I used the SentencePiece model as a tokenizer. When I encoded src text file using SPM encoder, everything is fine.

Command:
spm_encode --model=eng.model --output_format=piece input.txt --output input_tok.txt --extra_options=bos:eos

While using translation command on the model, few lines translated as empty, and it’s not that those sentences are small 1 word, phrases. These sentences were complete sentences.

Command:
onmt_translate -model Eng_Fr_Model.pt -src input_tok.txt -output fr_output_tok.txt -replace_unk -verbose

I am trying English-French Machine Translation on the Europarl dataset.
Any suggestions, how to resolve this??

Can you show an example input (tolenized) that gives you an empty translation?

@BramVanroy Here is the input file after tokenization.

And this is output, after translation.

@guillaumekln please help.

I suggest to not use these options when training with OpenNMT-py. The framework already injects these tokens in the data.

Hi,
I’m experiencing the same issue with transformers. In my case I’m using BPE and I’m not using bos or eos tokens. Some lines are translated as empty. Any guess?

Hi everyone,
Does anyone have an explanation and a solution to this issue in the meantime?

Thanks,
Arda

Hi,

When no length penalty or normalization are applied, the empty output can have a better score than any other predictions.

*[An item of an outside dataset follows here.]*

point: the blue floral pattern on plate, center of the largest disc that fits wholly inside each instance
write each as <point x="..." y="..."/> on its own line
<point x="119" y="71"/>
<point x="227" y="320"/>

There are multiple solutions in OpenNMT-py:

  • Set a minimum decoding length: -min_length 1
  • Set a length penalty: -length_penalty wu -alpha 0.1

Thanks for your reply Guillaume!

Just as extra information for anyone who might check this thread in the future I will also share my experience with both configurations:

  • The issue was solved with -min_length 1 and the BLEU scores were as expected.
  • I still had some blank lines (no predictions) with the length penalty (wu, alpha=0.1).

Regarding the length penalty, I probably used a bad value for -alpha. You can also try other values like 0.6 (the default in Tensor2Tensor).

But -min_length is probably the easiest solution here.

1 Like